Fundraiser To Aid Family
A fundraiser in memory of Cory Kawamoto will be held from 6 to 9 p.m. Sunday at the Renaissance Ilikai Waikiki Hotel's Pacific Ballroom. The fundraiser will celebrate Kawamoto's life and help his family with medical expenses.
A list of items to be featured in a silent auction can be viewed at www.friendsofcory.com. The fundraiser hot line is 535-6243.

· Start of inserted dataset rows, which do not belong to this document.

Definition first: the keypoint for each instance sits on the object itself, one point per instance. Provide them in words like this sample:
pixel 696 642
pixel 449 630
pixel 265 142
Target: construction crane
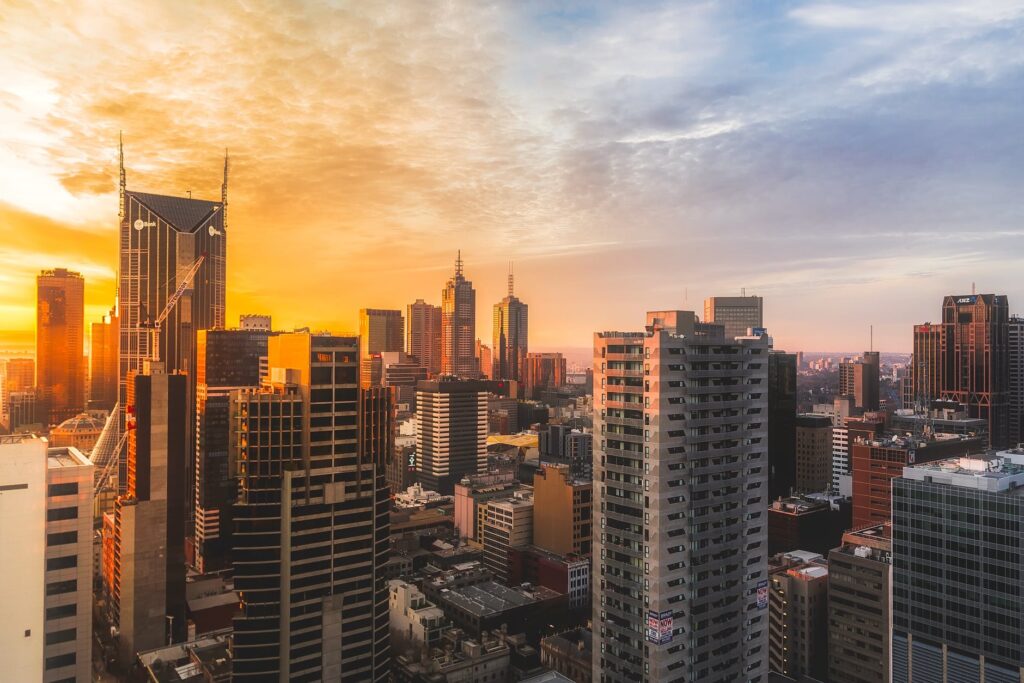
pixel 171 302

Donations may also be made at any Bank of Hawaii branch on Oahu or mailed to the Friends of Cory at P.O. Box 1328, Honolulu, HI 96807. Checks can be made payable to "YBA of Honolulu."
She added, "He was wonderful in every way."
Kawamoto died Friday at Kapiolani Medical Center at Pali Momi due to complications from glioblastoma multiforme, a malignant form of brain cancer diagnosed three years ago. He was 45.
Relatives and friends described Kawamoto, a 1978 alumnus of Roosevelt High School, as a generous man who always put others first before himself. "He had the biggest heart. ... He's the guy who will give you the shirt off his back. We are just going to miss him a lot," said his sister Jorene Belair in a telephone interview from San Francisco.
A fundraiser had been organized by many of Kawamoto's friends and co-workers before his death. It was supposed to help him and his family with mounting medical expenses. The fundraiser will still be held Sunday at the Renaissance Ilikai Waikiki Hotel's Pacific Ballroom to help the family and celebrate Kawamoto's life.
"He was such a fun guy. He was always cracking jokes, even through his illness," Belair said.
Kawamoto was diagnosed with brain cancer after he suffered a grand mal seizure while taking his sons, Matthew and Joseph, and a couple of their teammates to a pool in Mililani following a Little League baseball game. He was an assistant coach.
He underwent surgery to remove most of the tumor in his brain. According to a Web site dedicated to Kawamoto, friends said he was showing improvement and appeared to be in remission. But doctors later detected two tumors growing in an inoperable part of his brain.
Because of his health, Kawamoto was unable to work, forcing his family to sell their home and one of their cars. They moved in with Kawamoto's parents in Pearl City.
Last summer, Sue Kawamoto learned about an experimental treatment program. Her husband was accepted, and she learned how to administer the experimental drug intravenously. The treatment was not covered by insurance.
Sue Kawamoto stopped working to care for her husband and administer his treatment six times a day. Since November, Cory Kawamoto was hospitalized for pneumonia and respiratory problems.
Kawamoto is survived by wife Susan; sons Matthew and Joseph; sisters Jorene Belair of San Francisco, June Hess, Sheryl Kahookele and Kellie; parents Joseph and Frances; grandfather M. Harry Suzui; step-grandmother Hatsue Suzui; and many nieces and nephews.
Services will be held at 11 a.m. Feb. 22 at Diamond Head Mortuary, 535 18th Ave. Visitation begins at 10 a.m. Aloha attire is requested.